Morris dancers barred over blackened faces

A troupe of morris dancers were prevented from performing at a school because they blacken their faces, they said today.



Members of Motley Morris group, who are based in Dartford, Kent, smear black make-up across their faces as part of their traditional costume.

They were meant to perform their routine at Chantry Primary School in Gravesend on Friday but were asked not to attend due to fears they could cause offence.

Spokesman Simon Ford said today: "Our style of morris dancing originates from the Welsh/Shropshire borders.

"Our blackened faces are a form of disguise. Traditionally they used burnt cork, which came out black, but if it had come out red then we would have had red faces, that's all it is.

"It's part of our English culture which goes back hundreds of years, it's an age-old tradition."
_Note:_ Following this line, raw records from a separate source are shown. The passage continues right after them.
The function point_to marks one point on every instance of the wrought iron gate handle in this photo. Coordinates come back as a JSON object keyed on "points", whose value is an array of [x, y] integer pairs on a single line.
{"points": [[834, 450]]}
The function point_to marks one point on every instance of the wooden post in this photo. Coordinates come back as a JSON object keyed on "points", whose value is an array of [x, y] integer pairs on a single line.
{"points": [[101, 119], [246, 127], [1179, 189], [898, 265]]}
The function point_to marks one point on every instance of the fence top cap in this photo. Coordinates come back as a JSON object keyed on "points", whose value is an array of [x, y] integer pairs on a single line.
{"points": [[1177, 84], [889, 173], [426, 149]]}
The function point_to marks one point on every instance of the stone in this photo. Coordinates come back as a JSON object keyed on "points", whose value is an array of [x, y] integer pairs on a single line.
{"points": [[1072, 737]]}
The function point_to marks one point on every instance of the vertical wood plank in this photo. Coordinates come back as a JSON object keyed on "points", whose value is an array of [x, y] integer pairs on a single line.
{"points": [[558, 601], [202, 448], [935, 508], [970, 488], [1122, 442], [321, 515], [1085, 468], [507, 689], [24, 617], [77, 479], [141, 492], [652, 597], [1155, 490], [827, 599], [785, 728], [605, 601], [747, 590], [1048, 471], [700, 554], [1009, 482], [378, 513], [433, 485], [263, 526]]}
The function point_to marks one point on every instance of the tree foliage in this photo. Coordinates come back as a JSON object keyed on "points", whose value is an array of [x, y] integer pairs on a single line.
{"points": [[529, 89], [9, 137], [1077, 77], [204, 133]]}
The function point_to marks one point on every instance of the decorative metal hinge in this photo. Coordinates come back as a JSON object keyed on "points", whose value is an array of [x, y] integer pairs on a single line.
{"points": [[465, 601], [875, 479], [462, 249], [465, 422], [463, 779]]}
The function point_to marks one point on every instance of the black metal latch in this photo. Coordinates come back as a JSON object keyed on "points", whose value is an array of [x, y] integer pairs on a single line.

Speaking of the cancelled booking at the school, he said: "We weren't too impressed by it.

"They said it was supposed to be a cultural evening but they hadn't even bothered to find out why it is we have blackened faces.

"They're obviously afraid of upsetting someone."

Motley Morris squire Peter Hargreaves said the school asked the men if they would perform without blackened faces but they refused.

He also admitted that it was the third event that had been cancelled this year, but this was still only the third time in the group's 28-year history.

Chantry Primary School headteacher Hazel King said she had been faced with a "damned if we do, damned if we don't scenario".

She said: "We organised the event to bring a diverse and fragile community together.

"To celebrate all cultures we booked a morris troupe having failed to recognise the possible significance for our community of their tradition to perform with blackened faces and for this we sincerely apologise.

"We found ourselves in a difficult position of weighing up any potential offence versus not wishing to compromise the morris dancers' tradition.

"It's a 'damned if we do, damned if we don't' scenario and quite understandably it will be a talking point as to the rights and wrongs of our decision.

"I apologise to the morris troupe for any inconvenience caused and ask for people's understanding at what was a difficult but well intended decision."